Fractional Chern Insulators vs. Non-Magnetic States in Twisted Bilayer MoTe$_2$

Abstract: Fractionally filled Chern bands with strong interactions may give rise to fractional Chern insulator (FCI) states, the zero-field analogue of the fractional quantum Hall effect. Recent experiments have demonstrated the existence of FCIs in twisted bilayer MoTe$_2$ without external magnetic fields -- most robust at $\nu=-2/3$ -- as well as Chern insulators (CIs) at $\nu=-1$. Although the appearance of both of these states is theoretically natural in an interacting topological system, experiments repeatedly observe nonmagnetic states (lacking FCIs) at $\nu=-1/3$ and $-4/3$, a puzzling result which has not been fully theoretically explained.
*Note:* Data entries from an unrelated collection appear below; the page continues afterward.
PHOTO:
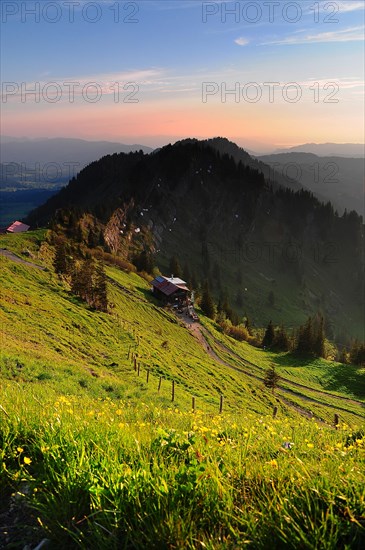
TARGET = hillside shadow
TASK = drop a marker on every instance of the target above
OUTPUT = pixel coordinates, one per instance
(147, 294)
(294, 360)
(336, 378)
(345, 378)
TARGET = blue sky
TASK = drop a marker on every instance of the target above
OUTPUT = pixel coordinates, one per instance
(170, 50)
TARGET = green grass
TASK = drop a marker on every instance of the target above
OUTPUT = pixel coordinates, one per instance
(111, 474)
(93, 456)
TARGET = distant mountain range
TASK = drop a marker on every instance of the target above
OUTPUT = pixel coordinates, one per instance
(354, 150)
(210, 204)
(32, 170)
(64, 153)
(336, 179)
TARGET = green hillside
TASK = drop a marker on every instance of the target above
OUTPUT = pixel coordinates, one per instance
(94, 455)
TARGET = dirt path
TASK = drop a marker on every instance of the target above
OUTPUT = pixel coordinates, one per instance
(200, 333)
(291, 382)
(11, 256)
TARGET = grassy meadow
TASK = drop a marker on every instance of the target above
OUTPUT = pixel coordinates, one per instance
(94, 454)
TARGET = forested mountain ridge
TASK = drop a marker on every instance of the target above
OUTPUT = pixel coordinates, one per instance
(248, 236)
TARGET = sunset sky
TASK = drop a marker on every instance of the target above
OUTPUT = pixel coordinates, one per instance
(154, 71)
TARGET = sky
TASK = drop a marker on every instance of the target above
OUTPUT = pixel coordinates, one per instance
(265, 74)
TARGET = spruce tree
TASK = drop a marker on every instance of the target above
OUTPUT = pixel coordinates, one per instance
(100, 289)
(175, 267)
(281, 341)
(60, 263)
(271, 378)
(305, 340)
(206, 303)
(269, 336)
(319, 338)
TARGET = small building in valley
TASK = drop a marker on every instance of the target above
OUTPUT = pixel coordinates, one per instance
(17, 227)
(170, 289)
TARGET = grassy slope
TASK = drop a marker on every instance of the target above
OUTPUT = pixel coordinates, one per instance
(50, 337)
(104, 461)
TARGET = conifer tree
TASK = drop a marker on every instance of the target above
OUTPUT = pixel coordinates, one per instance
(281, 341)
(305, 338)
(269, 336)
(175, 267)
(271, 378)
(207, 303)
(100, 289)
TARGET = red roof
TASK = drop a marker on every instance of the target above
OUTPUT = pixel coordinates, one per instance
(18, 227)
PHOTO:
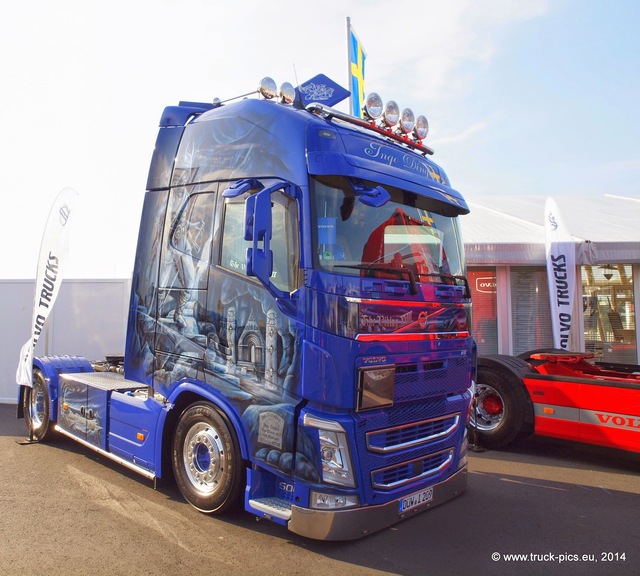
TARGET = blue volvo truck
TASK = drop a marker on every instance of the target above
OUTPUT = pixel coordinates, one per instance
(299, 333)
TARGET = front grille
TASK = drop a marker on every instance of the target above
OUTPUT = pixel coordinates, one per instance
(412, 435)
(406, 472)
(431, 378)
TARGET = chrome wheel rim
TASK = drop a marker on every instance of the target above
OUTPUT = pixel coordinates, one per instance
(204, 458)
(489, 408)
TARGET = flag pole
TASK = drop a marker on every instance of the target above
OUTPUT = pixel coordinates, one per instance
(349, 60)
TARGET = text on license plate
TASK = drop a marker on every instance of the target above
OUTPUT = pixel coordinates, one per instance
(416, 499)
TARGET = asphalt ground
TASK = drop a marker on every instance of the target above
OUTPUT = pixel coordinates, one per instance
(543, 508)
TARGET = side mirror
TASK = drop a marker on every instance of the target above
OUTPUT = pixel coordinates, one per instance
(257, 229)
(374, 196)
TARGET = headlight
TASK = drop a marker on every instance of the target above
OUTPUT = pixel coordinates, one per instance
(335, 456)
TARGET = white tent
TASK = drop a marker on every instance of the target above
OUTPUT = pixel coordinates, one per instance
(509, 230)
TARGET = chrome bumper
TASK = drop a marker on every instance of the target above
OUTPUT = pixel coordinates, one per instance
(357, 522)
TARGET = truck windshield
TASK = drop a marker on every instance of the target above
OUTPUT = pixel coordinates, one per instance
(403, 236)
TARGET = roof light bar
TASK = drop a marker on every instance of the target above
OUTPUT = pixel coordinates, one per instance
(389, 119)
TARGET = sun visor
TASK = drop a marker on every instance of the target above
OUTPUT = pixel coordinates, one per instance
(382, 163)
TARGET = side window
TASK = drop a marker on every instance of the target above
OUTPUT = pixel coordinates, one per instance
(284, 240)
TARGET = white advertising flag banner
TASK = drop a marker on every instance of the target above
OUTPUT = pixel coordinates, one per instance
(560, 250)
(54, 251)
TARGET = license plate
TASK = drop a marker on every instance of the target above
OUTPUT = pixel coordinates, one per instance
(416, 499)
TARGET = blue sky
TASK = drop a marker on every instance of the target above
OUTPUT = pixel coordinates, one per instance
(524, 97)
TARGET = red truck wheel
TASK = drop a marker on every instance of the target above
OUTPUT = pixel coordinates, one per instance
(503, 410)
(207, 463)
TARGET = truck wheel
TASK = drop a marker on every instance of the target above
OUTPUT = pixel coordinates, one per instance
(501, 403)
(207, 463)
(36, 406)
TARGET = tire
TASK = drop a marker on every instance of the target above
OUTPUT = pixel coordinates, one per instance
(207, 463)
(503, 412)
(36, 406)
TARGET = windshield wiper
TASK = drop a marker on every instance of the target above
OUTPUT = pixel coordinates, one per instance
(413, 285)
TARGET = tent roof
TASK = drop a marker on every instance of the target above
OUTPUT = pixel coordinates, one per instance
(510, 230)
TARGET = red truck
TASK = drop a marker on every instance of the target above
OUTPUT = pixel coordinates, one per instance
(558, 394)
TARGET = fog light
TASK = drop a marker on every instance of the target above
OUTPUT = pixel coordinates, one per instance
(334, 451)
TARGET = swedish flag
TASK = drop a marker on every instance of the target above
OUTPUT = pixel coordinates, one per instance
(357, 57)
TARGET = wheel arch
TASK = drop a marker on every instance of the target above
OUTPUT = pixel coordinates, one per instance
(186, 394)
(51, 368)
(517, 367)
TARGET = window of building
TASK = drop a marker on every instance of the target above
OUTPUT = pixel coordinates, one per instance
(609, 315)
(530, 310)
(482, 282)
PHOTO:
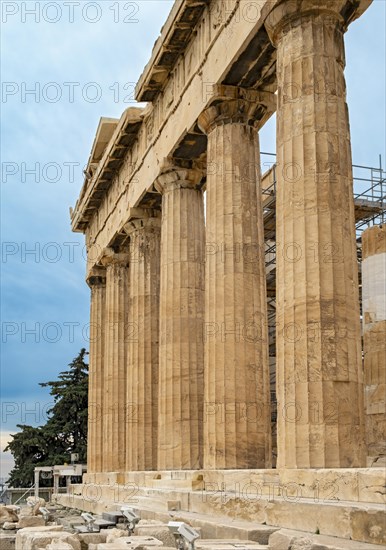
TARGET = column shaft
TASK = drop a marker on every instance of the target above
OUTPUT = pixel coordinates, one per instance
(95, 439)
(117, 273)
(143, 349)
(319, 369)
(237, 411)
(181, 319)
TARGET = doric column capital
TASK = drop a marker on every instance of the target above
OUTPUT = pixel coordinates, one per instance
(287, 12)
(149, 223)
(178, 174)
(231, 104)
(110, 258)
(96, 277)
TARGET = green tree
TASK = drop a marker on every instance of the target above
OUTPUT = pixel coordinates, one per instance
(65, 431)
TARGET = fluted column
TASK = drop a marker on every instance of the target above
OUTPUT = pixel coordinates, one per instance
(374, 340)
(181, 317)
(143, 349)
(95, 449)
(237, 427)
(319, 368)
(117, 280)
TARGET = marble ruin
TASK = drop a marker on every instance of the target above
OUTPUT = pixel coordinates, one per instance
(180, 361)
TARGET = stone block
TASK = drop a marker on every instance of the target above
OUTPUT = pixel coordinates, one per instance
(130, 542)
(369, 526)
(10, 526)
(218, 544)
(7, 514)
(31, 521)
(288, 539)
(38, 537)
(174, 505)
(7, 542)
(159, 531)
(87, 539)
(58, 544)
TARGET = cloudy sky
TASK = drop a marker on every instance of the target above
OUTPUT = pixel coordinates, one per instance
(63, 66)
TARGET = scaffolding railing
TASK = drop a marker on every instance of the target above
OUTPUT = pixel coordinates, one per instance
(369, 195)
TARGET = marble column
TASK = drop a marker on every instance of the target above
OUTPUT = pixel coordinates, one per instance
(181, 358)
(95, 449)
(237, 426)
(117, 283)
(319, 367)
(374, 340)
(143, 349)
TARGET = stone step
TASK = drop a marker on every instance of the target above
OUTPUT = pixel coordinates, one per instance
(363, 522)
(225, 544)
(115, 516)
(104, 523)
(287, 539)
(215, 528)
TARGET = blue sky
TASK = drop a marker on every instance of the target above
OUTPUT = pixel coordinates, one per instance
(83, 61)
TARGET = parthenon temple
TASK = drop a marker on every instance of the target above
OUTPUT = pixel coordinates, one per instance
(238, 315)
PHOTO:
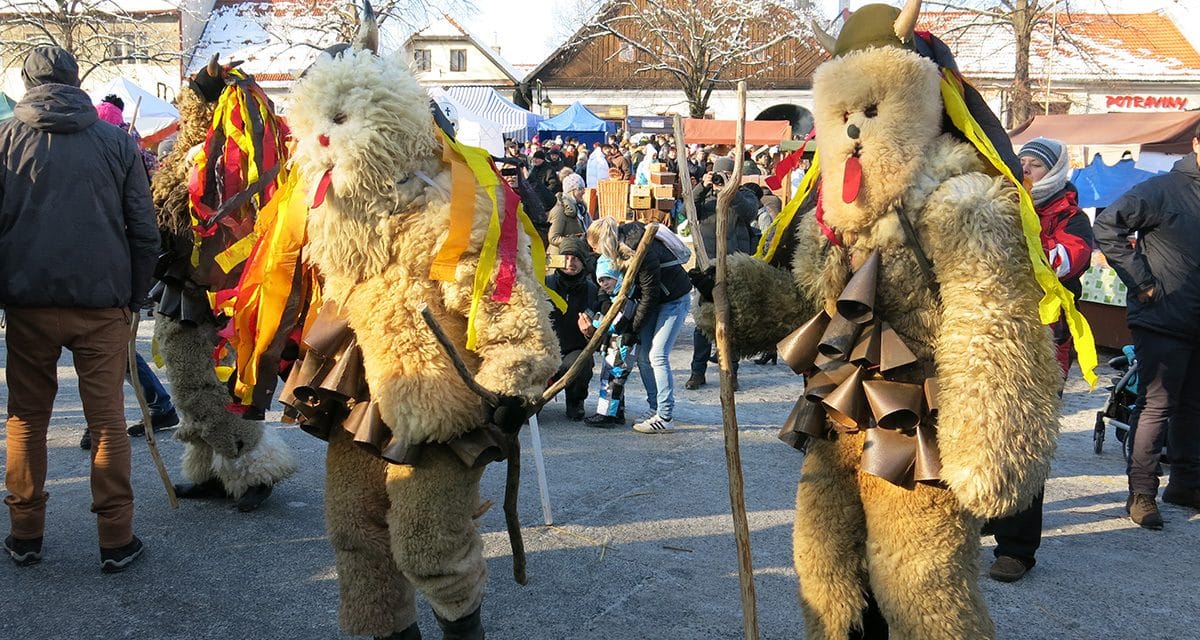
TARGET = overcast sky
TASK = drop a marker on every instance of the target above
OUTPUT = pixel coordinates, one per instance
(528, 31)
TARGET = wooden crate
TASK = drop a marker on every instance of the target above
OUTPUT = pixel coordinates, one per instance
(663, 191)
(653, 215)
(613, 198)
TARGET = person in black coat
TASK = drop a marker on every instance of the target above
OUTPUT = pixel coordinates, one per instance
(1162, 271)
(575, 283)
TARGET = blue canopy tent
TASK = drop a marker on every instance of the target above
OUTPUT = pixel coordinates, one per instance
(1099, 184)
(577, 123)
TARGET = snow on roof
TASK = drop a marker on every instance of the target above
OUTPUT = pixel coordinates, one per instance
(449, 28)
(114, 6)
(1131, 47)
(276, 39)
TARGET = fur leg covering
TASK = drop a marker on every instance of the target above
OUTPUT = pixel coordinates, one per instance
(765, 306)
(270, 462)
(433, 536)
(828, 540)
(923, 551)
(375, 597)
(199, 396)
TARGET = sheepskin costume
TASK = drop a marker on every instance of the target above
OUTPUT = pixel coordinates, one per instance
(363, 125)
(222, 452)
(912, 543)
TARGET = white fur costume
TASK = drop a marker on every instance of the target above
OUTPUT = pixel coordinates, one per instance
(366, 123)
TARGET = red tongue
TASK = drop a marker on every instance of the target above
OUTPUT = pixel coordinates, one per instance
(318, 198)
(852, 179)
In this work, we perform Hartree-Fock and exact diagonalization calculations to test whether the standard MoTe$_2$ moir\'e model with the (greatly varying) parameter values available in the literature can reproduce the non-magnetic states at $\nu=-1/3$ and $-4/3$ in unison with the FCI at $\nu=-2/3$ and CI state at $\nu = -1$. We focus on the experimentally relevant twist angles and, crucially, include remote bands. We find that the parameters proposed in [Wang et al. (2023)] can nearly capture the experimental phenomena at $\nu=-1/3,-2/3,-1,-4/3$ simultaneously, though the predicted ground states at $\nu=-1/3$ are still mostly fully-spin-polarized and a larger dielectric constant $\epsilon>10$ than is typical of hexagonal boron nitride (h-BN) substrate $\epsilon\sim 6$ is required. Our results show the importance of remote bands in identifying the competing magnetic orders and lay the groundwork for further study of the realistic phase diagram.